XI - Desaplica o direito, pois, não obstante referir que " o acto de transmitir ao autor o teor do relatório de controlo no qual se constata a existência de irregularidades, deve ser entendido para efeitos do parágrafo 2.º do n.º 1 do artigo 3.º do Regulamento 2988/95, como um acto emanado da autoridade competente que tem em vista a instrução do procedimento por irregularidade e, teve a faculdade de interromper a prescrição, ignora o segmento da norma que determina “… tendo em vista instruir ou instaurar procedimento por irregularidade». (sublinhado nosso).”
XII - Enferma, assim, o douto acórdão em erro grosseiro de interpretação da norma e de não adequação dos factos ao plano abstrato da norma porque não aplica o 2.º parágrafo do artigo que cita, ignorando-o.
XIII - Com efeito, o Tribunal ao concluir pela interrupção da prescrição do procedimento nos termos do disposto no parágrafo 2.º do art. 3.º, n.º do Regulamento (CE, EURATOM) n.º 2988/95, não ponderou e não valorou o respetivo regime jurídico aplicável, pelo que o acórdão do TCA/SUL no que a esta questão se refere não pode ser mantido, justificando-se o presente recurso.
XIV - Por outro lado, a admissão do presente recurso assume a maior relevância jurídica, pois, a controvérsia e a decisão a tomar, é suscetível de extravasar os limites da situação singular em apreço, como aliás já sucede, pois, tem-se assistido a uma aplicação indiscriminada pelos Tribunais, da mais recente jurisprudência do Supremo Tribunal Administrativo e do Tribunal de Justiça da União Europeia (TJUE) sem atender à natureza concreta dos factos interruptivos da prescrição das ajudas bem como à circunstância de não se pronunciarem quanto ao regime a aplicar e ao que possa ser entendido como “ acto, de que seja dado conhecimento à pessoa em causa, emanado da autoridade competente tendo em vista instruir ou instaurar procedimento por irregularidade»
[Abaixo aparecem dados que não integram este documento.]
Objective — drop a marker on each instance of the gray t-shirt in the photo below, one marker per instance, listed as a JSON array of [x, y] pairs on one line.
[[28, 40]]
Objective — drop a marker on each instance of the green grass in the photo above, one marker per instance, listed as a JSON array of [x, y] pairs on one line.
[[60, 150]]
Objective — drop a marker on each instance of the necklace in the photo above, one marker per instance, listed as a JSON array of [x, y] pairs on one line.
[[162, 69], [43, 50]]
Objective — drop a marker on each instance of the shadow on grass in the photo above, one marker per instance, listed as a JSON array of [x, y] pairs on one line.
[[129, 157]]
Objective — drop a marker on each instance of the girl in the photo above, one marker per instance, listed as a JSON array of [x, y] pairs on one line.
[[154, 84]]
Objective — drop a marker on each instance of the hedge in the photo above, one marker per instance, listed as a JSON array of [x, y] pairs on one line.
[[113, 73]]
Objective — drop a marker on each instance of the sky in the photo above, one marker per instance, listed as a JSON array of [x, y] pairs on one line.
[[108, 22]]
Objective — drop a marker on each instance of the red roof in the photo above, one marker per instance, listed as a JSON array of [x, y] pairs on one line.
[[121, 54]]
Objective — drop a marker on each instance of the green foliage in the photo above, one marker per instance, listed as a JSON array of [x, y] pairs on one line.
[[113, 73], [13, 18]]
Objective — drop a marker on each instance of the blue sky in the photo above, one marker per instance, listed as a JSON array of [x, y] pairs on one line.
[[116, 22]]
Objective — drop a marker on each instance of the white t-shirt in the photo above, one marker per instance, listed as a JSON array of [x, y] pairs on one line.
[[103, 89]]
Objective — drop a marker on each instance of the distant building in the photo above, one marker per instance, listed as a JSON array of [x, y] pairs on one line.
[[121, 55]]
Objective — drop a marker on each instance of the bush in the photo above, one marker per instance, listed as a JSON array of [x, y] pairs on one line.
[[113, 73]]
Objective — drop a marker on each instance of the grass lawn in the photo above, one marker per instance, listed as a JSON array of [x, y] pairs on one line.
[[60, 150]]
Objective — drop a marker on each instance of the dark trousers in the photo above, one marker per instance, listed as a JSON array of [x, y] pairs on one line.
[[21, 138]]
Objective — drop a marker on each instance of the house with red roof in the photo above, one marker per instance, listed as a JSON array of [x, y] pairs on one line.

XV – Com efeito, o Tribunal ao concluir pela não prescrição do procedimento nos termos do disposto no parágrafo 2.º do art. 3.º, do Regulamento (CE, EURATOM) n.º 2988/95, não ponderou e não valorou o respetivo regime jurídico aplicável, tendo o Tribunal feito uma interpretação errada e contra legem da legislação comunitária aplicável, verificando-se ter existido uma violação clara tanto de lei substantiva, nomeadamente, violação do disposto no referido parágrafo 2.º do art. 3.º do Regulamento (CE, EURATOM) n.º 2988/95, do n.º 2 do artigo 54.º do REGULAMENTO (CE) nº 1122/2009 DA COMISSÃO de 30 de Novembro de 2009 e 8.º e 9.º, n.º 2, do Código Civil, cumprindo-se a necessidade, salvo o devido respeito, de ancorar a admissão da revista na necessidade de melhor aplicação do direito comunitário.
XVI - Nestes termos o acórdão ora recorrido é suscetível de recurso, com vista a uma melhor aplicação de direito, com fundamento no facto de nos presentes autos estarmos perante uma irregularidade cujo facto “ alegadamente “ interruptivo da prescrição (Relatório de Controlo) não se encontrar previsto na legislação comunitária, como, de per si, ser idóneo à interrupção da prescrição, sem que da notificação do mesmo, ao interessado, seja acompanhado da comunicação da intenção de o mesmo servir para instruir ou instaurar qualquer procedimento por irregularidade.
XVII - O presente recurso de revista para o Supremo Tribunal de Justiça preenche os requisitos de admissibilidade previstos e instituídos no n.º 1 do art. 150.º do CPTA.
XVIII - Entende o ora Recorrente que a questão trazida a juízo se apresenta de fundamental relevância jurídica e social já que esta abrange questões que têm impacto no ordenamento jurídico nacional, tendo uma incontroversa aplicabilidade a um universo alargado de outros casos, sendo consabido, que são na ordem dos milhares os...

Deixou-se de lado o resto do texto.